Java Code Try on Compiler!
public class TrailingZeroes {
    // Function to count trailing zeroes in n!
    public static int countTrailingZeroes(int n) {
        int count = 0; // Initialize count
        for (int i = 5; n / i >= 1; i *= 5) {
            count += n / i; // Count multiples of current power of 5
        }
        return count; // Return total count
    }
}

Python Code Try on Compiler!
# Function to count trailing zeroes in n!
def count_trailing_zeroes(n):
    count = 0  # Initialize count
    i = 5
    while n // i >= 1:
        count += n // i  # Count multiples of current power of 5
        i *= 5
    return count  # Return total count

Javascript Code Try on Compiler!
// Function to count trailing zeroes in n!
function countTrailingZeroes(n) {
    let count = 0; // Initialize count
    for (let i = 5; Math.floor(n / i) >= 1; i *= 5) {
        count += Math.floor(n / i); // Count multiples of current power of 5
    }
    return count; // Return total count
}

Time Complexity : O(logn)

The number of divisions needed is proportional to the number of powers of 5 less than or equal to n. 

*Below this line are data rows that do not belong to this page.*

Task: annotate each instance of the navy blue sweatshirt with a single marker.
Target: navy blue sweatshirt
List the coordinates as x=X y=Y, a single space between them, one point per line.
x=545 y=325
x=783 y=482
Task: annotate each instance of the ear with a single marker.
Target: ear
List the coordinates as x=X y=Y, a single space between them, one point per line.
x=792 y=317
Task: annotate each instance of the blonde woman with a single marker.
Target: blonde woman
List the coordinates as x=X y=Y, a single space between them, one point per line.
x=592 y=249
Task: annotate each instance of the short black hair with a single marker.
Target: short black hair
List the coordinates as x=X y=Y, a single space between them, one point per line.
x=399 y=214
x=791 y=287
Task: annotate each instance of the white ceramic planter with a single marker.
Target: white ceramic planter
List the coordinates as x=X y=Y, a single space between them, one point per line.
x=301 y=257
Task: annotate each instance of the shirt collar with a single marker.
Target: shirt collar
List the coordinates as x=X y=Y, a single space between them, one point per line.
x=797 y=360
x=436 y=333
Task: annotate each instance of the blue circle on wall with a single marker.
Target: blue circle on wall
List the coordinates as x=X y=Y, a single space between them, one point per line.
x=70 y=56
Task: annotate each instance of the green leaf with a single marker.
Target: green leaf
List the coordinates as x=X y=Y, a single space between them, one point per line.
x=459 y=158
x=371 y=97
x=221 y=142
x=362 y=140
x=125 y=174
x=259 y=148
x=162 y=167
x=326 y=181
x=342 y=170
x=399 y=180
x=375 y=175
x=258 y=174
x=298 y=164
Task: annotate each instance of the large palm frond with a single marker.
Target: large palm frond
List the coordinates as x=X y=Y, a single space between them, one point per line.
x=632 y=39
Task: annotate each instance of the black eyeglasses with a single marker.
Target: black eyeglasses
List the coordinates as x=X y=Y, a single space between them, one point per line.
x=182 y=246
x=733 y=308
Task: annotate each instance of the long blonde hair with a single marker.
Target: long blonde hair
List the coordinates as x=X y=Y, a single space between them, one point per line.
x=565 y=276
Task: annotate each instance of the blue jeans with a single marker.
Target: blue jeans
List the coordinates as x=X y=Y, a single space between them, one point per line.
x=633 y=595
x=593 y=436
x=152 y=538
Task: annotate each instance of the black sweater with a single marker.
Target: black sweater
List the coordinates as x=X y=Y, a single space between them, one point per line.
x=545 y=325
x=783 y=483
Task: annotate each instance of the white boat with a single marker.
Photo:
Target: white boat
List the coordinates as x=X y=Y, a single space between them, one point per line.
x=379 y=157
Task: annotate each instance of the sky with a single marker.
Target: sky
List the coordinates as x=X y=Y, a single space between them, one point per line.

The largest power of 5 less than n is 5^k, where 5k≤n. Solving 5k≤n gives k≈log⁡5(n). 

Therefore, the number of operations is O(log⁡5n), which is effectively O(logn).

Space Complexity : O(1)

The space complexity of this algorithm is O(1). The algorithm uses a fixed amount of extra space regardless of the input size. It only requires a few variables (like the count, and loop counter), and the amount of memory needed does not grow with n.